Compró un cuenco de cartón con arroz a un vendedor callejero que pagó con dinero de su monedero y se puso a devorarlo en cuanto cayó en sus manos. Siguió caminando por el barrio de los Gremios y luego por el de los Barberos hasta que desembocó en la amplia avenida de las Mentiras. La vía estaba menos concurrida de lo habitual. La gente iba de aquí para allá bajo los paraguas de papel o se resguardaban debajo de los aleros chorreantes de los edificios, desde donde observaban con gesto compungido los carromatos que pasaban frente a ellos cargados con soldados heridos y muertos.

Ash compró en un pequeño bazar una gabardina tratada con grasa y un sombrero de paja de ala ancha que se combaba en la parte delantera y caía hasta la altura de los ojos. Una vez vestido adecuadamente para el tiempo que hacía, buscó una farmacia, ya que la presión había subido a causa de las nubes y, como consecuencia, el volvía a sufrir dolores de cabeza. Ash reparó en el tono aliviado de su propia voz cuando pidió hojas de stevia —interrumpiendo una riña— a la pareja de hermanos que regentaban una tienda en una estrecha calle lateral. Nada más salir de la farmacia se metió una hoja en la boca y notó el sabor amargo que desprendía al mascarla. Se metió un par más, pero el dolor se negaba a remitir; y tuvo que tomar otras cuatro hojas antes de notar una sensación de ligereza en la cabeza sin pensar demasiado en lo que eso podría significar.
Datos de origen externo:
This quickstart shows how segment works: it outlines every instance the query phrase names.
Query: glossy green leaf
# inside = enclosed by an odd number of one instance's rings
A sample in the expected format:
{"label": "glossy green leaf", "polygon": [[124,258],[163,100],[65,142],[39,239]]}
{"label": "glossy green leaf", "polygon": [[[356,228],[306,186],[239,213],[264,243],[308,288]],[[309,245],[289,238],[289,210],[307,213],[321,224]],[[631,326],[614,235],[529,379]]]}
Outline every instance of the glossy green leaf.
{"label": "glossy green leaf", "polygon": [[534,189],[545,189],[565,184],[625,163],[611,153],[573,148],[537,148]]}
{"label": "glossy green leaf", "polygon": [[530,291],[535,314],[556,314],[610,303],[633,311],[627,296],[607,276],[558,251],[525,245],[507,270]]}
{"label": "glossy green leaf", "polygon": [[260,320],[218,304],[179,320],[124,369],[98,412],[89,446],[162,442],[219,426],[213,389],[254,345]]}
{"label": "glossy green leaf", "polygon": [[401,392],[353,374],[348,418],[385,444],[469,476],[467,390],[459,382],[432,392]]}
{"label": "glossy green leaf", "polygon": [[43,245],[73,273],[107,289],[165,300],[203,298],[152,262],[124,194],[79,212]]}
Delante de él, entre la neblina de la lluvia, Ash divisó el Monte de la Verdad descollando sobre las azoteas de los edificios de la ciudad. Le dio la espalda y enfiló por los callejones del Bardello, el diminuto enclave de los músicos, poetas y artistas. Se detuvo frente a un edificio de madera terriblemente inclinado sobre la calle de adoquines, con las ventanas cerradas y penumbrosas. En la puerta había un soporte metálico del que debía haber colgado un letrero de madera con el dibujo de un sello prendido de un collar.

Ash miró a su alrededor para asegurarse de que se encontraba en la calle correcta. Intentó abrir la puerta y se encontró con que estaba cerrada con llave.